Tuesday, February 21, 2023

Earlier today

Gotta keep the Rolling Steel Tent rolling. Oil change and transmission fluid flushed/replaced. The fluid was brownish instead of pink when I checked it, and a little low, so...



Dinner time

How might someone turn soup into the main (or only) course? I don't know about you, but I added dehydrated vegetable mix to chicken corn chowder. Also pepper, because I like some kick. And oyster crackers, of course. It was very good.



Monday, February 20, 2023

Farther down the coast

Sunrise in Oceanside, California, where you can pay to overnight in a parking lot at the beach. So I did. Again.


Sunday, February 12, 2023

Your name in stone

I learned of the Valley of the Names a few years ago, but all the info I had found advised that four wheel drive was required. So even though I’ve spent several winters about ten as-the-crow-flys miles from Valley of Names, I never went — particularly in the wetter times.


But I finally saw video of the road there. Oh, I can do that. 


No doubt there would be washboard. I mentally prepared myself for that. As I drove I kept thinking a passenger car, with its soft suspension, would be a better vehicle choice for the drive than something with stiff springs, like my van. The contents of the Rolling Steel Tent got rearranged a little, but high ground clearance wasn’t necessary.


Originally called Graffiti Mesa, the names began as the work of soldiers training in the area. After WWII the names became less about leaving your own name and more about memorializing the names of fallen comrades. But since it’s all unsupervised folk art, many of the names are now about departed friends and family, John + Mary true love forever, and personal I-was-here ego gratification.


Whether the original name has become more apropos than Valley of the Names, I still have to give a nod to the work put into collecting and transporting all those rocks.

Sunday, February 5, 2023

Another post about a road

In 1912, Arizona had just been made a state and it looked like Phoenix was going to be a bigger deal. People on the West Coast thought, “Hey, we could be doing more business with that miserable desert outpost if only it were easier to get there. And back. Alive. ”


Automobiles were still in their infancy, but a road could be built and operational a lot faster and cheaper than a railroad. At the time, the state and federal attitude regarding road building was essentially, “If you want one so much, build it yourself.”


Business and civic leaders in Los Angeles and San Diego wanted in on the Phoenix trade, so the push to become the fist of them to establish a quick route to Phoenix turned into an actual contest.


In October of 1912, San Diego businessman Ed Fletcher raced a representative of the Los Angeles Examiner (whose name has disappeared into the dustbin of history, because loser) from their respective cities. Fletcher gave the Examiner driver a 24-hour head start but still got to Phoenix ten hours sooner.

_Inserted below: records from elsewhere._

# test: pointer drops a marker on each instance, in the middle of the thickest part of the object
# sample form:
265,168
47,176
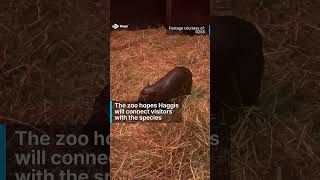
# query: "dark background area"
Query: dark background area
53,57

Fletcher’s more direct route required crossing the Imperial Dunes (sometimes called the Algodones Dunes). Since dune buggies hadn’t been invented yet, Fletcher had his car towed through the sand by a team of horses.


Having convinced backers the route was feasible, Fletcher set about finding a more workable solution for the dune problem. And the Plank Road was born.


Timbers held together by iron bands were laid across 6.5 miles of sand, the first sections being placed in February 1915. Double width sections here and there allowed vehicles to pass. An improved version was built in 1916 and was in operation for another ten years.


After being abandoned for nearly 50 years, most of the Plank Road had been buried under windblown sand. Some timbers had been hauled away for use in local mines and construction projects. Some were used for fuel. In 1973, a few of the road sections were rescued and reassembled into a 1,500 foot facsimile within spittin’ distance of I-8. That’s where I was today.



Wednesday, February 1, 2023

Hurray for infrastructure projects

(Big exhale)


I’m back on the road. Back to my normal life. My vagabond life. And it feels a little weird to have a totally open agenda. No appointments, no routine, no one with whom I must mesh my existence. I don’t need to hurry back from a short trip to help anyone out. I’m gone for good — well, except for a brief return to clear out Lou’s shop and sell his truck.


(Big exhale again)


So… Yesterday I got as far as Ironwood Forest National Monument outside Tucson. I’ve been there several times before but now something was different — other than my state of mind. The last couple of miles of road before the turnoff to a camping area had been utter crap. A layer of asphalt had been coming up in chunks. It was so bad people had been driving on the much smoother dirt shoulder. But now:


The new paving is a surprise since this is just a lightly traveled road out in the boonies, not some high-priority thoroughfare in town. Maybe it’s a sign for me. Or just a sign of public works working.